Design Engineering

Festo pushes for greater efficiency

By Design Engineering staff   

General Festo

Festo is rolling out new services and products to help manufacturers increase the efficiency of their pneumatic systems.

In the present economic environment, it can be difficult to justify new capital expenditures. It can be equally painful, however, to watch (or listen to) earnings deflate due to sub-optimal system design and/or neglected maintenance of compressed air systems. Statistics from the U.S. Dept. of Energy suggest the problem is widespread: the average facility, estimates show, has 30 to 35-percent leakage if it hasn’t taken recent action.

According to National Resources Canada, small leakages in compressed air systems can add up to significant costs. For example, a leak as small as 1/16 in. (1.6 mm)—on a compressed air system running 24/7 at 125 PSI with a compressor rated at 20 kW/100 cfm and electricity at  $0.10/kW—can cost as much as Cdn$1,130 per year.


Multiply those numbers by several leaks and you’re talking serious money, says Bill Antonacci, technical and quality manager for Festo Canada.

“Anybody can go into their plant and hear the leaks,” he says. “That’s just money being burned up.”

In response, automation equipment giant Festo International is rolling out new services and products to help manufacturers increase the efficiency of their pneumatic systems. At its 7th International Festo Press Conference, held in Delft, The Netherlands, at the end of 2008, the company announced a number of efficiency initiatives including a global cooperation agreement with LeekSeek International Ltd., a British-based company specializing in leak detection and management.

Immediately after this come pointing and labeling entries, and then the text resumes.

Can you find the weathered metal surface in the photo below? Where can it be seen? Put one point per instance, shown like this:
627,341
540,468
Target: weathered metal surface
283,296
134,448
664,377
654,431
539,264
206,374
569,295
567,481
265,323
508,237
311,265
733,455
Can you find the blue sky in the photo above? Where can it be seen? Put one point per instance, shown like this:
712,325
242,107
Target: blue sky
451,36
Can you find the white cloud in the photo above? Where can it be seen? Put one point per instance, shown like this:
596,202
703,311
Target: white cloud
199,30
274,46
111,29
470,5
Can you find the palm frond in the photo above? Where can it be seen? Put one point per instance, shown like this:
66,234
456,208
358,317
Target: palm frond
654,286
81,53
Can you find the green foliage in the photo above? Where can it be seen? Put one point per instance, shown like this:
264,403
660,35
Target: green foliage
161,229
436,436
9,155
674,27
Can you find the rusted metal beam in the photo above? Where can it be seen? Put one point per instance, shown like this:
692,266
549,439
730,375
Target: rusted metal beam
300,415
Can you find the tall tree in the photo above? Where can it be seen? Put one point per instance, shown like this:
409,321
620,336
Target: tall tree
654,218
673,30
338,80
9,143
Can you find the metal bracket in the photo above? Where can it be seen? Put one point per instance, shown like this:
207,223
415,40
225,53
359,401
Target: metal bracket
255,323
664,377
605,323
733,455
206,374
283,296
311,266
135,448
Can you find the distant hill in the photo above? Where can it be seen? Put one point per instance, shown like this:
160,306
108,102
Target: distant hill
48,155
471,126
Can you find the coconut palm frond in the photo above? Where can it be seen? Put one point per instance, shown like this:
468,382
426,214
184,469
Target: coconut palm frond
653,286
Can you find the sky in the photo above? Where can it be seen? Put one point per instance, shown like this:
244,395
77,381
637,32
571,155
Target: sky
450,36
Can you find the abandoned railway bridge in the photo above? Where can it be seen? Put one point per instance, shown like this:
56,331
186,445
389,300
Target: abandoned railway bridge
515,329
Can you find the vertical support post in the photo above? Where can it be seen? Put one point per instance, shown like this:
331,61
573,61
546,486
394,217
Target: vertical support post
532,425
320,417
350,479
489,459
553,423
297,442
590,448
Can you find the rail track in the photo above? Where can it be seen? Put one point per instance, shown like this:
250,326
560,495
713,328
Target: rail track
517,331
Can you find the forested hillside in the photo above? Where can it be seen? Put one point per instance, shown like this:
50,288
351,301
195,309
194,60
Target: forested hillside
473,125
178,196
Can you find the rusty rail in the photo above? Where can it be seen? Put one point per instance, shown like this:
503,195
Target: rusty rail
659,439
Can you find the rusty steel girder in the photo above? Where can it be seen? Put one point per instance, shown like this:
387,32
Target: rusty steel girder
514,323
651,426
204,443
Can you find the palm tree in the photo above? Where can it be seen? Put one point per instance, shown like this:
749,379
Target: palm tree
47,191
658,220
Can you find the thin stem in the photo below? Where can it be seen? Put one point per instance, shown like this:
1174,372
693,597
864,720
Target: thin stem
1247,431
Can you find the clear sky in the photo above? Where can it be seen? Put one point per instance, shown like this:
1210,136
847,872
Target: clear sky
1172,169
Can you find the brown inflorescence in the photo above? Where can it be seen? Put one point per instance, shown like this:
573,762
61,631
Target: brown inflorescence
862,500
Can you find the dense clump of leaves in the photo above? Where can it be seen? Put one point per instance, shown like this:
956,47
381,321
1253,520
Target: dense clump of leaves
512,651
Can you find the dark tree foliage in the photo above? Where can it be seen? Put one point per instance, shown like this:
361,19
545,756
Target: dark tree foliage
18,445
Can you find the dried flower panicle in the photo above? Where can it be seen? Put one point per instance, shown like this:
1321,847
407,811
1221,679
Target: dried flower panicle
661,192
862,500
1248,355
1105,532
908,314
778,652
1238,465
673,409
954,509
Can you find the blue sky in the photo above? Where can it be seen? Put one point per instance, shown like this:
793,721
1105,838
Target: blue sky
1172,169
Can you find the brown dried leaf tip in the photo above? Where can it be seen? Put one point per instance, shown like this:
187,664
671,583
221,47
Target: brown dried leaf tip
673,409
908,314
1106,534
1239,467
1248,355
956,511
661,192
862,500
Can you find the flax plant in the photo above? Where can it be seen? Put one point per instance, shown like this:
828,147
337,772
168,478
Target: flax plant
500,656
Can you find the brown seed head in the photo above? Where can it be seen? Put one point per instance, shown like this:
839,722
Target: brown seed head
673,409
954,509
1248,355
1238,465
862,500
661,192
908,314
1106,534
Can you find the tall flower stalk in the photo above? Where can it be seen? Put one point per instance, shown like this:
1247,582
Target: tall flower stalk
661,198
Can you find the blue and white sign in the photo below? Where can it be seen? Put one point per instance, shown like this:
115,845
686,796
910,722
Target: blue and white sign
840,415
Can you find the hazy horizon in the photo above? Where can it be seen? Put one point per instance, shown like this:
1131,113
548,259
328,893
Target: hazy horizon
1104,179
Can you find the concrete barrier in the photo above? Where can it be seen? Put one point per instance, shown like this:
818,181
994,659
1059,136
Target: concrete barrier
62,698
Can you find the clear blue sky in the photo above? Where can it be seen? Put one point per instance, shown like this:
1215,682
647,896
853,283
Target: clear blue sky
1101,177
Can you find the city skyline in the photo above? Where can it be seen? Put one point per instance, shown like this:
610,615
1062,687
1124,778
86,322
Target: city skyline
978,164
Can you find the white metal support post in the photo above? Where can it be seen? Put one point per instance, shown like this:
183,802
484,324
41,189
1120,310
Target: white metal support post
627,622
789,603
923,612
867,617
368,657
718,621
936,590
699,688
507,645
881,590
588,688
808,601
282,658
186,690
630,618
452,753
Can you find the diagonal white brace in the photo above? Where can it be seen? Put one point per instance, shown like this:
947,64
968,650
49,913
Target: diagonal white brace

While that agreement doesn’t include Canada, Antonacci says Festo Canada’s Customer Solutions Group plans to offer extra value services including leak detection, air quality and similar air auditing services to its customers in 2009.

The company will also introduce the GFDM, a new system for monitoring and diagnosing sources of air consumption in pneumatic systems. It includes pressure and flow sensors, a diagnostic controller and visualization tools so that users can to detect and fix air problems early.

In total, the company estimates optimizing application of pneumatic components coupled with proper system maintenance can lower air consumption up to 60 percent. At that rate, return on investment averages around six months, the company says.

“It’s not only finding the leaks but also making suggestions about where else customers can save money within their equipment,” Attonacci says. “We can also suggest right sizing components, running at the proper pressures and monitoring compressed air quality, among other considerations. We take a more holistic approach.”